Também no domínio da investigação dos crimes contra a saúde pública se prevê a possibilidade de os réus reagirem, em termos especiais e adequados, à prova decorrente de um primeiro exame de mercadorias possivelmente alteradas (v., em particular, os artigos 4.º e 16.º do Decreto-Lei n.º 19 615, de 18 de Abril de 1931, 27.º do Decreto n.º 20 282, de 5 de Setembro de 1931, e 1.º do Decreto-Lei n.º 348/78, de 20 de Novembro).
3— Tudo isto confirma a ideia, inicialmente expressa, de que as garantias de defesa do artigo 32.º, n.os 1 e 5 da Constituição da República Portuguesa postulam que, em caso de prova técnica em favor da acusação, e para que a dialéctica processual não seja destruída, venham a ser reconhecidos ao réu meios reforçados de defesa.
Assim, face ao desequilíbrio patente entre a acusação e a defesa, no que se refere ao recurso aos meios de prova, em ordem a fazer vingar os respectivos pontos de vista, desequilíbrio propugnado pelo n.º 5 do artigo 64.º do Código da Estrada, concluí, como já antes concluíram os referidos Acórdãos n.os 201/85 e 85/86, pela inconstitucionalidade daquela norma, na parte em questão.
E nem se diga que, dada a irrepetibilidade da acção contravencional referida no auto de notícia de fls. 3 do apenso (condução de auto ligeiro à velocidade de 99 km/hora), não era, no caso, possível definir legalmente uma outra contraprova técnica em favor do réu. Mas se isto é exacto quanto à irrepetibilidade da acção, a verdade é que, com alguma imaginação, e dentro das limitações que o próprio caso, por natureza, neste campo da prova técnica suscita, sempre seria possível estabelecer algumas cautelas em favor da posição do autuado que lhe permitissem reequilibrar a situação. Ora, reacentua-se, não é isto que sucede no n.º 5 do artigo 64.º do Código da Estrada.
4 — Sem querer dar soluções para o caso, que, é evidente, não me cabe resolver, não se deixa, porém, de, a título de mera ilustração da afirmação acabada de fazer, referir alguns esquemas de reequilíbrio da situação (e outros haverá) que, de certo modo, lograriam contornar as dificuldades suscitadas, na hipótese, pela existência de um prova científica, e por isso particularmente forte, em benefício da acusação.

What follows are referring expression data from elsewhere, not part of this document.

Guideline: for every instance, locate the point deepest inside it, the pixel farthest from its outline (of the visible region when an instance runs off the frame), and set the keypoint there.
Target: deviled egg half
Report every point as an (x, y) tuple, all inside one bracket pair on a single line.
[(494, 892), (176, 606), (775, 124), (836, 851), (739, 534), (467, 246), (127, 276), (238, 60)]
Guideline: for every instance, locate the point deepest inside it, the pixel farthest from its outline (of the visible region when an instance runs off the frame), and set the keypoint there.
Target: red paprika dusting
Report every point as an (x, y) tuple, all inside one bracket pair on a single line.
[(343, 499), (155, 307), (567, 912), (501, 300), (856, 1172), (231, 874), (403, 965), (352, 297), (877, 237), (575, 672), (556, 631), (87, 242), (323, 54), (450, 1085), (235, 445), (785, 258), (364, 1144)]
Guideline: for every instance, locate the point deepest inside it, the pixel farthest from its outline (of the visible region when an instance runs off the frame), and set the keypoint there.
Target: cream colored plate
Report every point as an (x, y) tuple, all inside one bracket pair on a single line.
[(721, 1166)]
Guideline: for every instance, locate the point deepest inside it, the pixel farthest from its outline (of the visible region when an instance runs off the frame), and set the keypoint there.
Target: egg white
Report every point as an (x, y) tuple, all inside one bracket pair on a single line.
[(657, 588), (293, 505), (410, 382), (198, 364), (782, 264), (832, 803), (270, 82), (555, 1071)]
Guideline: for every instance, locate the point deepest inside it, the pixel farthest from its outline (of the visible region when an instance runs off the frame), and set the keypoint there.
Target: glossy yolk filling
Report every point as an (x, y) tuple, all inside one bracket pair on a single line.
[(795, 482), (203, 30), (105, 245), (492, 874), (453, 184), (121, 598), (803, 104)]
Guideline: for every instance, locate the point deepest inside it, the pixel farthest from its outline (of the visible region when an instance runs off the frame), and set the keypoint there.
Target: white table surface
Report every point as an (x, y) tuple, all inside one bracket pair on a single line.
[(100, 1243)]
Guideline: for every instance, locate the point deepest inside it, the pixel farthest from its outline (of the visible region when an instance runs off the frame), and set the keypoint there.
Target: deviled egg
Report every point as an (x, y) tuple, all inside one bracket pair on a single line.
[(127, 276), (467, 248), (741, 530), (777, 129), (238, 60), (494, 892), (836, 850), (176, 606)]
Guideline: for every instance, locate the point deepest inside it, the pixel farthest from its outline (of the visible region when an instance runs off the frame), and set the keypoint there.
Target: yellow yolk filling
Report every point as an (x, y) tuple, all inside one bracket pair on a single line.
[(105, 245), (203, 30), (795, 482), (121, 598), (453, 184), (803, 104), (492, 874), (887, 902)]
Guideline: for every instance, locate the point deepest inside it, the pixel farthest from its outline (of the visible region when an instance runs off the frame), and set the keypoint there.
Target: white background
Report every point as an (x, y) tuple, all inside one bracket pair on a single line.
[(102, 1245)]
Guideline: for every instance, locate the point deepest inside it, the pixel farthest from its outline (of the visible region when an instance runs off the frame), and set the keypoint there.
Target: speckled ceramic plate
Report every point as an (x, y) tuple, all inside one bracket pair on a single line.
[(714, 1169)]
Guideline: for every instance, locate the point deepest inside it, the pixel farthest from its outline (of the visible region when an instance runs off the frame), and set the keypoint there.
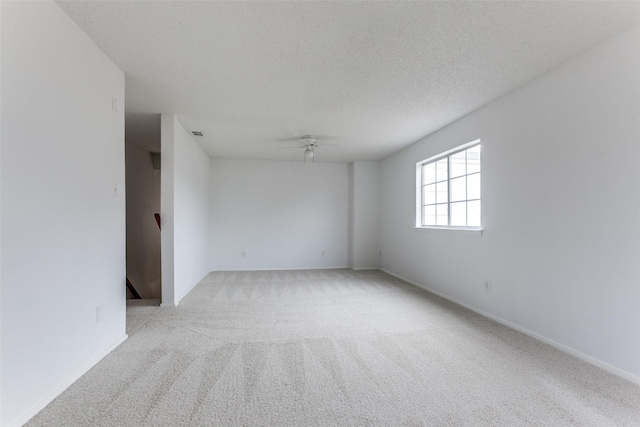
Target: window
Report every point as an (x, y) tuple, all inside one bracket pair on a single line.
[(448, 193)]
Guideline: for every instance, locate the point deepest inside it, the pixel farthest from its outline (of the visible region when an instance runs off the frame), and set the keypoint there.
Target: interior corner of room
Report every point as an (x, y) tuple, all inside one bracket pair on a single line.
[(557, 258)]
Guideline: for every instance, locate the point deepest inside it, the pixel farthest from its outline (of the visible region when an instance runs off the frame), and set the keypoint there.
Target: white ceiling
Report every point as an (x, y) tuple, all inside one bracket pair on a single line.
[(373, 77)]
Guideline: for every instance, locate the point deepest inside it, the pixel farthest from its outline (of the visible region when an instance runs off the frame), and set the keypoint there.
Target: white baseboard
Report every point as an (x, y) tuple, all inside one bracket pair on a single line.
[(281, 269), (65, 384), (585, 357)]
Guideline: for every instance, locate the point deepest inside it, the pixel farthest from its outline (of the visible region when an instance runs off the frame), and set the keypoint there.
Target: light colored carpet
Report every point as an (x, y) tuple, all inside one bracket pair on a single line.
[(333, 348)]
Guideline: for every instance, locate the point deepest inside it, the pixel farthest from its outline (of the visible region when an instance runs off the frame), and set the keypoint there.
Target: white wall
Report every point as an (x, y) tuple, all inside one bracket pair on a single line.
[(365, 222), (184, 211), (143, 235), (63, 206), (283, 215), (561, 212)]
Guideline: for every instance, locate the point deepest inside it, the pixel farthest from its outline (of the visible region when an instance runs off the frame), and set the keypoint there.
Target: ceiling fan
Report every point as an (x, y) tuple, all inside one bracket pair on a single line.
[(309, 143)]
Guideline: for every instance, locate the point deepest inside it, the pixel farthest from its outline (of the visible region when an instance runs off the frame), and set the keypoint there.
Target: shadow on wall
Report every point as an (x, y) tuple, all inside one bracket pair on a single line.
[(143, 232)]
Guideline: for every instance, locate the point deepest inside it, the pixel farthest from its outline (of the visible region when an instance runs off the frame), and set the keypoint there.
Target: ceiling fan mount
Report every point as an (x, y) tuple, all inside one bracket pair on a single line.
[(309, 143)]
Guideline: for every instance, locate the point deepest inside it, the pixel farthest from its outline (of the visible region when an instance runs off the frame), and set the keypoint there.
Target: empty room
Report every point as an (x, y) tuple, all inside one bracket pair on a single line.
[(320, 213)]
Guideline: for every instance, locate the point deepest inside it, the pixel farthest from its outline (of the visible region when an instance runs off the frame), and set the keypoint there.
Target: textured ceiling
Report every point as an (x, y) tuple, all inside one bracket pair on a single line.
[(372, 77)]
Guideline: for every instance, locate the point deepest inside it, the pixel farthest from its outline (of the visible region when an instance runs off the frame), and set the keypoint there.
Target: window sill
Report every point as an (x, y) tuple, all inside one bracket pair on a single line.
[(448, 230)]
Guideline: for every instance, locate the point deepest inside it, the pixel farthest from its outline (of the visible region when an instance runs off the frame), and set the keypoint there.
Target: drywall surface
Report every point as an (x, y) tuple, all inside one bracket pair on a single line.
[(365, 224), (185, 211), (63, 206), (143, 234), (560, 209), (278, 215)]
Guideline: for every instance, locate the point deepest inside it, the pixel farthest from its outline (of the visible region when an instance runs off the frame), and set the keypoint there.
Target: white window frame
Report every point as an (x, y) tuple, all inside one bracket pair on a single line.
[(419, 184)]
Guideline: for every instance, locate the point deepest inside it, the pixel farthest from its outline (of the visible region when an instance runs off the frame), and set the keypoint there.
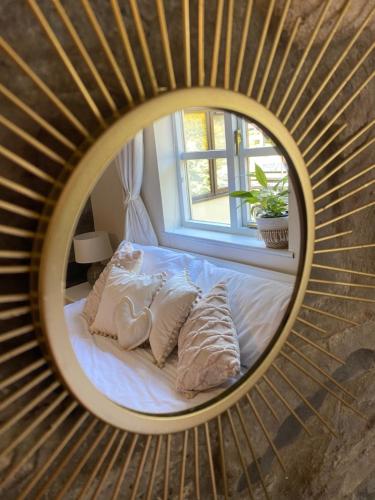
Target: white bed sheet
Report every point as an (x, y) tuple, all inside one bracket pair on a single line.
[(131, 379)]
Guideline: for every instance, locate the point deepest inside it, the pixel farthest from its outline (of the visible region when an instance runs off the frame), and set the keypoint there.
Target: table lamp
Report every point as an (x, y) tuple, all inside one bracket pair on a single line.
[(92, 248)]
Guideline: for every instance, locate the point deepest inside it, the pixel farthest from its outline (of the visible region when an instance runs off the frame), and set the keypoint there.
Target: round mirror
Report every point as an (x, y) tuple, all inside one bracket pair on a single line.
[(183, 265)]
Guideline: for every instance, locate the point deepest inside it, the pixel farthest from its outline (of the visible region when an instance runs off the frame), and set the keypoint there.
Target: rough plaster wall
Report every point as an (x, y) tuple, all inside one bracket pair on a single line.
[(319, 468)]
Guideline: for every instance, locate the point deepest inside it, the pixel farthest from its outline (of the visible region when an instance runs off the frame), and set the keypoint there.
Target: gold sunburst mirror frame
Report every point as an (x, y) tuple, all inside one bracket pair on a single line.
[(310, 130)]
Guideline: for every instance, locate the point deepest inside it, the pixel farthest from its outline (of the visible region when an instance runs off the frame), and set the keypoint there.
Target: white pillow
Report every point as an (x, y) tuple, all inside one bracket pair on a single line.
[(169, 310), (124, 256), (208, 351), (258, 306), (123, 311)]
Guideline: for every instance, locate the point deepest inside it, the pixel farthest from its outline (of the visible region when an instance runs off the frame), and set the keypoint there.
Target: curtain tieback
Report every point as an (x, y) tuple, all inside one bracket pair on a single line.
[(130, 197)]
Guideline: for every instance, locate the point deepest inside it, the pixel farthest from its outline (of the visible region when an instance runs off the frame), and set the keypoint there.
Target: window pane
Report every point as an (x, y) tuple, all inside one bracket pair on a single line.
[(198, 176), (195, 131), (214, 210), (218, 131), (221, 174), (256, 138)]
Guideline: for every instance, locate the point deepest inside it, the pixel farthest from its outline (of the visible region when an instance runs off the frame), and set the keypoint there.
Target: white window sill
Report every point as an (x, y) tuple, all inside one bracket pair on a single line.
[(237, 241)]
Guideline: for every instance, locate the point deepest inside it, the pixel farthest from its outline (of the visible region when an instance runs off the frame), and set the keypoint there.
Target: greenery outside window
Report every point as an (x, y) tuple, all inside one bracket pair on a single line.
[(216, 152)]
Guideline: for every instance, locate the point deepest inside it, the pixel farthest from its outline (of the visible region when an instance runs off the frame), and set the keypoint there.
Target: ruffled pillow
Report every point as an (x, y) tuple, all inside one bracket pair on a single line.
[(208, 351), (124, 256), (123, 312), (170, 309)]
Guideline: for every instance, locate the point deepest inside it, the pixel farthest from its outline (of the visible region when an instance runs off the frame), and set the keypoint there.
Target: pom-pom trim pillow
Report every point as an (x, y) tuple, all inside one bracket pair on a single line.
[(124, 256), (169, 310), (123, 312)]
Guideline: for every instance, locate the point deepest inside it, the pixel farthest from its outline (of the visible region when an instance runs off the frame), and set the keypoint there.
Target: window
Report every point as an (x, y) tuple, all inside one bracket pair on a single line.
[(217, 153)]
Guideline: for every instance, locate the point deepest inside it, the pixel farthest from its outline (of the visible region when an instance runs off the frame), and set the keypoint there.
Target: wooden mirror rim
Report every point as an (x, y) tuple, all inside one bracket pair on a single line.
[(60, 231)]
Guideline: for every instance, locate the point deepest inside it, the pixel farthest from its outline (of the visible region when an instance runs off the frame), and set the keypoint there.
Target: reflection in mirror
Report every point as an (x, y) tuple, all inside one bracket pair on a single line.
[(185, 262)]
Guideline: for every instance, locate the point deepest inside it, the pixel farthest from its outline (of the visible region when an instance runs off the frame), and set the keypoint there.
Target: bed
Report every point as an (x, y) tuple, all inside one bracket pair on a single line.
[(258, 300)]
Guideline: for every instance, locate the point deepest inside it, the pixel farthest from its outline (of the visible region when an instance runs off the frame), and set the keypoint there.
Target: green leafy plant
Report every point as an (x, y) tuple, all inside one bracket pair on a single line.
[(267, 200)]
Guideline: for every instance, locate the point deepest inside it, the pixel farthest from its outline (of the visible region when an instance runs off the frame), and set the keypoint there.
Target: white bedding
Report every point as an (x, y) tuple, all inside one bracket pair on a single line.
[(131, 379)]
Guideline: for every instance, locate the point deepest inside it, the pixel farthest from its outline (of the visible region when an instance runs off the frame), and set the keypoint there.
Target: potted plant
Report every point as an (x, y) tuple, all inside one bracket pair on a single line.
[(269, 207)]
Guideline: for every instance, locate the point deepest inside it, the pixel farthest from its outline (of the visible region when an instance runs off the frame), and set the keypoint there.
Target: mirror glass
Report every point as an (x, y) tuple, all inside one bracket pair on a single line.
[(184, 262)]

Assim, e nesta óptica, referem-se os seguintes esquemas alternativos:
Comunicação imediata do excesso de velocidade ao «transgressor», que, discordando do «juízo» do aparelho de radar, o poderia fazer examinar por técnico de sua escolha;
Captação de imagens do «excesso de velocidade» em câmara-vídeo: a ulterior passagem do filme em ecrã televisivo permitiria, mediante o recurso a processos técnicos apropriados, «remedir» a velocidade real do veículo;
Intervenção de uma figura nova, as «testemunhas do cidadão» — nomeadas por uma entidade independente, como o Provedor de Justiça —, que acompanhariam os agentes policiais, anotariam o bom ou mau estado de funcionamento de cada caso de utilização do aparelho.
5 — Estas as razões do meu voto discordante. — Raul Mateus.